Court Opinion

ID: 3910844
Source: CourtListenerOpinion
Date Created: 2016-07-06 09:39:34.166891+00
Date Added: 2024-06-11T12:36:16.382469
License: Public Domain

The Court of Civil Appeals for the Fourth Supreme Judicial District has certified to this court the following statement and question:
"In the above styled and numbered cause, pending on appeal in this, the Court of Civil Appeals for the Fourth District of Texas, at San Antonio, a question of law arises which this court deems advisable to submit to the Supreme Court for adjudication, and it has accordingly directed me to certify same to your honorable court for decision, it being as follows:
"Explanation. — C.W. Giffin left Toyahville with the body of his child to take same to Sabinal for the purpose of interring it in the family burial ground there. He traveled all day by wagon to Marfa, the nearest railroad and telegraph station, arriving there in time for the evening train going to Sabinal. He had left his wife critically sick, and also another child seriously sick of the same disease of which this child had died, at his home remote from neighbors, and with no one to properly care for them. At Marfa he paid for and delivered for transmission this message: "A.J. Durham, Sabinal, Texas. Will be there tomorrow to bury our baby. C.W. Giffin." He explained to the operator at the time of sending the message that he was sending it to his brother-in-law, at Sabinal, where he had other relatives, and that his reasons for sending the same were that his relatives at Sabinal might be notified in time to meet him on arriving there with the corpse, and that all arrangements might be made for the funeral without delay on plaintiff's arrival; that he had left his folks at home sick, and that he was for that reason anxious to return to them by the west-bound train from Sabinal the next evening, and that this was also a reason for sending the telegram, *Page 532 
and requested the operator, for these reasons, to hasten the sending of the message, who promised a prompt delivery of it.

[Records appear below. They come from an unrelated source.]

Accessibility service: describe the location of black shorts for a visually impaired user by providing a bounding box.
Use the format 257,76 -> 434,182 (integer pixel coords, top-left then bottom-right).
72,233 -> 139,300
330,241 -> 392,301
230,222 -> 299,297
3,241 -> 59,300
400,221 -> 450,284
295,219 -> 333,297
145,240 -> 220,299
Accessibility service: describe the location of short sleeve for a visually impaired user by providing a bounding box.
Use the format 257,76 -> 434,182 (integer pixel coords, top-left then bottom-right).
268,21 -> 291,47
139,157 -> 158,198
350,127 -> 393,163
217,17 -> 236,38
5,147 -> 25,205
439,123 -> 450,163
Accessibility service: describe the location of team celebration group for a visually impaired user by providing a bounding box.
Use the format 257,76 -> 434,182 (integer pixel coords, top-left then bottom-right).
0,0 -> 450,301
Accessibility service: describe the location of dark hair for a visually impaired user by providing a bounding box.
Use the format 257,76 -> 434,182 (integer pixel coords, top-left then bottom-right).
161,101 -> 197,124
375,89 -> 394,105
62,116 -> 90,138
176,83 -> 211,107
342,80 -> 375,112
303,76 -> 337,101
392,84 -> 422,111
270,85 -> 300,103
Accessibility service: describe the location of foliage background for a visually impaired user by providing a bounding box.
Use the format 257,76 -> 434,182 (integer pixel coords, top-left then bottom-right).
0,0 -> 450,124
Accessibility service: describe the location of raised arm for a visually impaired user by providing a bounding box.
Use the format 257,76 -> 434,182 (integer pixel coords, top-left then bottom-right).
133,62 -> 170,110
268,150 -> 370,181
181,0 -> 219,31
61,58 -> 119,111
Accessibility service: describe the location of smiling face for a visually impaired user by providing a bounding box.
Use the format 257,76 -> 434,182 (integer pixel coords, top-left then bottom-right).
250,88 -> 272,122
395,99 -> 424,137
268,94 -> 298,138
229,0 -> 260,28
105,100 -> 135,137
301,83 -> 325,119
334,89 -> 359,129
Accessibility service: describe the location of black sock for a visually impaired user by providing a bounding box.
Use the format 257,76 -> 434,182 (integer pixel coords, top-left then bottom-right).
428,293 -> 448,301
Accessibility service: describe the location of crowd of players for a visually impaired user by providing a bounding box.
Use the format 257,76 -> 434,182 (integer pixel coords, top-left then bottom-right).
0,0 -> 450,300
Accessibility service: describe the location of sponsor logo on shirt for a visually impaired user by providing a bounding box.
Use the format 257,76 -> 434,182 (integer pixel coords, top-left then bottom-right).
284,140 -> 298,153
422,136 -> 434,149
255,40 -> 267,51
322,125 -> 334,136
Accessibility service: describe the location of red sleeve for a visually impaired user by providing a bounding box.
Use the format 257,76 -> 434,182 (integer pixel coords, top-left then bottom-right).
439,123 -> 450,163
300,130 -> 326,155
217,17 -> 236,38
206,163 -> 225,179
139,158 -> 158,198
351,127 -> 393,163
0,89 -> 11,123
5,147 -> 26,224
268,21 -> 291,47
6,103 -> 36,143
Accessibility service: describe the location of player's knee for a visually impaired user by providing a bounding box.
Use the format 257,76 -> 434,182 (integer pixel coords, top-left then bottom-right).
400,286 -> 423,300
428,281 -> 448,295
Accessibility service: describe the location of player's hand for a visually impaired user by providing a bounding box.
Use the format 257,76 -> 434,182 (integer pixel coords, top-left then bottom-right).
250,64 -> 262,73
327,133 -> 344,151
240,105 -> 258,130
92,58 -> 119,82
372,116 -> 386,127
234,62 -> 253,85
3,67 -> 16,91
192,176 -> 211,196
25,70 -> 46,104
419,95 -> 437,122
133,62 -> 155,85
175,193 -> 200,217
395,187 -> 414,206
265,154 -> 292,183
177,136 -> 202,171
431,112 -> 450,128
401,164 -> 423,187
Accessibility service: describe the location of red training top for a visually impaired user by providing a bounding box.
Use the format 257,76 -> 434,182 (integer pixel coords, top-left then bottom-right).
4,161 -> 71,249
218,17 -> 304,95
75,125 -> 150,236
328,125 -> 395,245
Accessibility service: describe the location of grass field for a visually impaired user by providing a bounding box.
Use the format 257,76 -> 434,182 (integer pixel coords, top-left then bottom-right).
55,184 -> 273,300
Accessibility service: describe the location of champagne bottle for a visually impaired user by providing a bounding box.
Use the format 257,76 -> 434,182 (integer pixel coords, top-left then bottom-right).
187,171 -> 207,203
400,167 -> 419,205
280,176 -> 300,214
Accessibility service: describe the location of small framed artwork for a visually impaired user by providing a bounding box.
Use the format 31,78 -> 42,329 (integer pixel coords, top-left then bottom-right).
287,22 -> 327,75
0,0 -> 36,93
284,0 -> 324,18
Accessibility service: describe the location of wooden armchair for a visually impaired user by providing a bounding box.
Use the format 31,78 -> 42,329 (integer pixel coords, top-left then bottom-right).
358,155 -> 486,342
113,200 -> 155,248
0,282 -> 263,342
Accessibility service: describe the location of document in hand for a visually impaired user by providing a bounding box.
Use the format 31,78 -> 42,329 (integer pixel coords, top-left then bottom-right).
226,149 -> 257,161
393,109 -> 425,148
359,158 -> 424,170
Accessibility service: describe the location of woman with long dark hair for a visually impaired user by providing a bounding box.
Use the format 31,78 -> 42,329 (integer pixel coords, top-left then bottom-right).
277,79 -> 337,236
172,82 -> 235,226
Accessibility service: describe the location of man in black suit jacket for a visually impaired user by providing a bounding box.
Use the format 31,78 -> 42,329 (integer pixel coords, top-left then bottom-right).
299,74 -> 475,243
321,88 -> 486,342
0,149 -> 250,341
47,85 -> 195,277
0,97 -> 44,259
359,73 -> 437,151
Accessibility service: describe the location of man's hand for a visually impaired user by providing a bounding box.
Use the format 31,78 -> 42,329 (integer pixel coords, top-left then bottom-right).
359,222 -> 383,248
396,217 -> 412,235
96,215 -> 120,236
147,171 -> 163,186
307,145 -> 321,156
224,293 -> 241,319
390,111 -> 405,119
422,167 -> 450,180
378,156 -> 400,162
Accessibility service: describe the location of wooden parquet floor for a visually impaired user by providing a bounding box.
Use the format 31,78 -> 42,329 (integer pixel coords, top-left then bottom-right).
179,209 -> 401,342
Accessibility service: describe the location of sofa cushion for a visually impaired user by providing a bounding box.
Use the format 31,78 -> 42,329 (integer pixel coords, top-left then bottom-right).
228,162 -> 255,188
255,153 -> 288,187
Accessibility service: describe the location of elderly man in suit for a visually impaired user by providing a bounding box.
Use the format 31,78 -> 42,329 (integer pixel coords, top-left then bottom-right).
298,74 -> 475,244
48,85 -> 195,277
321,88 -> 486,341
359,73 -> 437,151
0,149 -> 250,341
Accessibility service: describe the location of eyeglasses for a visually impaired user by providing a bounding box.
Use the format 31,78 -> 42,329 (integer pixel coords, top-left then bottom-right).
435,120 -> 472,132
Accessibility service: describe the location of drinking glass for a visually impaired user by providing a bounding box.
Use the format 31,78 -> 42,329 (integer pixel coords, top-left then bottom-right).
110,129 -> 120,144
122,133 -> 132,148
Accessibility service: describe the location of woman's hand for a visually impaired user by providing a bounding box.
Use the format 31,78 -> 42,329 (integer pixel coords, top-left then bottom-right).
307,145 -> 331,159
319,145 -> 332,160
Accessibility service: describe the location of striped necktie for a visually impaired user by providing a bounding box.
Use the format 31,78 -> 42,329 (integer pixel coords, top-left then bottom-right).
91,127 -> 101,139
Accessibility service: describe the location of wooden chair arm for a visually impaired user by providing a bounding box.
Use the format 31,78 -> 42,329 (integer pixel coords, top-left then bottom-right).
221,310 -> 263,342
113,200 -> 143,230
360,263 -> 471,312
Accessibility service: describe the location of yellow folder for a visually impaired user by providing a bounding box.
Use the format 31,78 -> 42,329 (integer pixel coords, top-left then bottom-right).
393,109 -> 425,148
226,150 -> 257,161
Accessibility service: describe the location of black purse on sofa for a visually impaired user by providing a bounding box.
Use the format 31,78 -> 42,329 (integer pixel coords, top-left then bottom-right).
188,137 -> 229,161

"The telegram was not sent, and this resulted in no preparations having been made for the funeral, and a delay therein, which caused plaintiff to miss the return train which he would otherwise have taken, thereby delaying him in his return to his family about twenty-four hours. Plaintiff was anxious about his family at home, and this anxiety and distress of mind was prolonged for some twenty-four hours by his having to wait at Sabinal for the next day's train, owing to the failure to deliver the message.
"Question. — Was plaintiff entitled to recover damages on account of such prolongation or increase of mental anxiety?"
The failure of the telegraph company to transmit and deliver the message, whereby plaintiff's existing anxiety for his family was protracted, does not give him a right of action against it. Rowell v. W.U. Telegraph Co., 75 Tex. 26; Johnson v. W.U. Telegraph Co., 14 Texas Civ. App. 536[14 Tex. Civ. App. 536]. This case is not distinguishable from Rowell v. Telegraph Co., which was approved by this court in refusing writ of error in Johnson v. same.